Term Life Insurance:  The insurance company is “betting” that you will not die during the term of the coverage, whereas you are betting that you will die while covered.  (not a bad bet to lose).  Once established, premiums remain constant for the specified term.

Whole Life Insurance:  The insurance company assumes you will die during the term and is betting that they will collect more in premiums (and investment income) before having to pay the death benefit. Most whole life policies have a savings component where a portion of the premium is invested for growth and develops a cash value, from which you can borrow.  Whole life is much more expensive than term.

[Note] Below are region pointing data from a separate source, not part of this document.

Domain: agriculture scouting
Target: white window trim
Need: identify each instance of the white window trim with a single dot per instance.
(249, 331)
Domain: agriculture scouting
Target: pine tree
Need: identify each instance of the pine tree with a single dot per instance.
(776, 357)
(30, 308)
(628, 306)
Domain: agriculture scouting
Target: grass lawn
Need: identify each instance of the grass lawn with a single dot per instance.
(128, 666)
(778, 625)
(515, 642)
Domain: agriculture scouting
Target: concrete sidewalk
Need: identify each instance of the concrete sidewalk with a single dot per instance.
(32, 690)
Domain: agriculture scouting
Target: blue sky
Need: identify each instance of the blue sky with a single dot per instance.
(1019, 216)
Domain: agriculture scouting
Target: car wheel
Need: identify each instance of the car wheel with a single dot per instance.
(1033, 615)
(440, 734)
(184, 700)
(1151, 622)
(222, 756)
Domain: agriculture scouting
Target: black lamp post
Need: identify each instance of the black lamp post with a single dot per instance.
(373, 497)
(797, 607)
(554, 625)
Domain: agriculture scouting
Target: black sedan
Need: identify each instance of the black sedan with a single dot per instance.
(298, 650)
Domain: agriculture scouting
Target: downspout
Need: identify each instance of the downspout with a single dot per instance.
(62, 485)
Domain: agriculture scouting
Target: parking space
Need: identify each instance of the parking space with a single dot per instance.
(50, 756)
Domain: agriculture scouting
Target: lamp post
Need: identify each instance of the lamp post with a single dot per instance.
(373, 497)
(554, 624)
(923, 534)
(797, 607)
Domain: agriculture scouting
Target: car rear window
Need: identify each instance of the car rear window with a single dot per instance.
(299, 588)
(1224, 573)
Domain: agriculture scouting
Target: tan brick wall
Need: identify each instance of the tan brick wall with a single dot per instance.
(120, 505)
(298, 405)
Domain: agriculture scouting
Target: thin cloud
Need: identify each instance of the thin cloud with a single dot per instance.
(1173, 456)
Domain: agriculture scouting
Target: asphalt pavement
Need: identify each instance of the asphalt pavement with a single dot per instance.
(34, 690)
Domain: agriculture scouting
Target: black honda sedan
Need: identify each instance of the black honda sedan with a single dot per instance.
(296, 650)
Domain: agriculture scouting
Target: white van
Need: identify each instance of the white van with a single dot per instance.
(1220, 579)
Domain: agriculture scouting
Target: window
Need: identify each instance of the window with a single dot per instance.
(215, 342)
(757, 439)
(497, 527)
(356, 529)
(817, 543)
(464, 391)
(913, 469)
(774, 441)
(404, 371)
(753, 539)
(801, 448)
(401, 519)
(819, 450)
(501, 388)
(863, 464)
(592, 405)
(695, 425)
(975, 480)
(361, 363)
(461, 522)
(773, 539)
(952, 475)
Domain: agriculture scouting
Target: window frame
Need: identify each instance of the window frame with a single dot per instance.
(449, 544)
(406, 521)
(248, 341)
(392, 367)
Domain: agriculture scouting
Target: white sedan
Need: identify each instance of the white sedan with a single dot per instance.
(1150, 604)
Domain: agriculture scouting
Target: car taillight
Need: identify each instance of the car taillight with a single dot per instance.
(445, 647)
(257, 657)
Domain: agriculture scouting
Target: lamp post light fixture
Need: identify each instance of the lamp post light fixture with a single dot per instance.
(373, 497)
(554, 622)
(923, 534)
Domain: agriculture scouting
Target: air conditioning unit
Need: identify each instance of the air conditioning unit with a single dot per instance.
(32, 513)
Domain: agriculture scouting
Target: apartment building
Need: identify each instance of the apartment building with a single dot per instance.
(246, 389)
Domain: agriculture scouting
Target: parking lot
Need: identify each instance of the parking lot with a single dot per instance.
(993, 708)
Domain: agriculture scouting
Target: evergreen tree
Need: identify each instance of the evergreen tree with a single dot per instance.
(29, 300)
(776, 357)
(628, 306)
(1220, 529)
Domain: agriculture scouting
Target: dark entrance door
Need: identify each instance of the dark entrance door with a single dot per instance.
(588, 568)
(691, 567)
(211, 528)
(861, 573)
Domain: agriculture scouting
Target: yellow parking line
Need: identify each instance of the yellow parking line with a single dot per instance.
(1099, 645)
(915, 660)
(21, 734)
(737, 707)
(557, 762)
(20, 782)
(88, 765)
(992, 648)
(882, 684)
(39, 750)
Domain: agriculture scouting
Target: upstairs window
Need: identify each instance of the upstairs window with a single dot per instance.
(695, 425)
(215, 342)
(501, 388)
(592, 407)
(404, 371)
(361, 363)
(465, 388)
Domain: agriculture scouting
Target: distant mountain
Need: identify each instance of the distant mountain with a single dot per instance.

Final Expense Insurance:  a type of whole life policy that is primarily focused on ages 50 to 85, who are concerned that they do not have enough savings to cover their funeral costs, outstanding debts and any other individual concerns.  This insurance is usually issued for $5.000 to $25,000 face amounts.  Individual insurance carries may vary.  If you are at that stage of life where you don’t have the savings to cover your final expenses, then this insurance may be right for you.  Alternatively, some funeral homes or memorial facilities may offer prepaid funeral arrangements.  Compare available options and see what is best for you.  In general, benefits from final expense insurance is paid immediately to your beneficiaries to be used as necessary. Prepaid programs limit you to using the selling firm and may be inconvenient if you relocate, prior to your passing.

The way the Insurance company makes money is by collecting more in premiums (and investments made with those premiums) before having to pay the death benefit.  You gain by having peace of mind, knowing that your loved ones are protected from financial hardship if you were no longer with them.  Overall, both parties win.

The insurance company has a team of actuaries to evaluate the risks they incur when issuing a life insurance contract.  They also have a team of investment specialists to maximize their returns on the premiums they collect.  Armed with that information, also your age, sex, tobacco use, health, height, weight, family health history, lifestyle and many other characteristics, they classify applicants into risk classifications to determine what premium levels they need to charge in an effort to show a positive return on their pool of policies.  This process of determining classification is called underwriting.

Until this underwriting is complete, there is no accurate way to estimate the premiums an insurance company might charge for your specific policy.  Quotes from this or any other website are approximate estimates based on broad risk classifications.  The final premium will be offered after the insurance company evaluates all underwriting data.  Once an offer is made, then it is up to you, as the proposed insured or policyholder, to accept or reject the policy offer.  Different insurance companies treat various health conditions differently, based on their actuarial experience, and that is where an informed agent can be of the most assistance in helping you select the carrier most likely to accept your unique situation.  The more forthright you are during the application process, the quicker the process will be.  The lowest price “quote” may not be your best solution.

It seems obvious, but as you age and as your health deteriorates, your initial rates will increase.  Don’t put off buying life insurance.  Today’s rates will probably be the best you will ever see.  There are a few ways in which you can improve your health to obtain better rates.  These include: losing weight if you are overweight, quitting smoking or using tobacco, and getting in shape through diet and exercise. Unfortunately, these take time.  Don’t wait for a sale!  They don’t happen!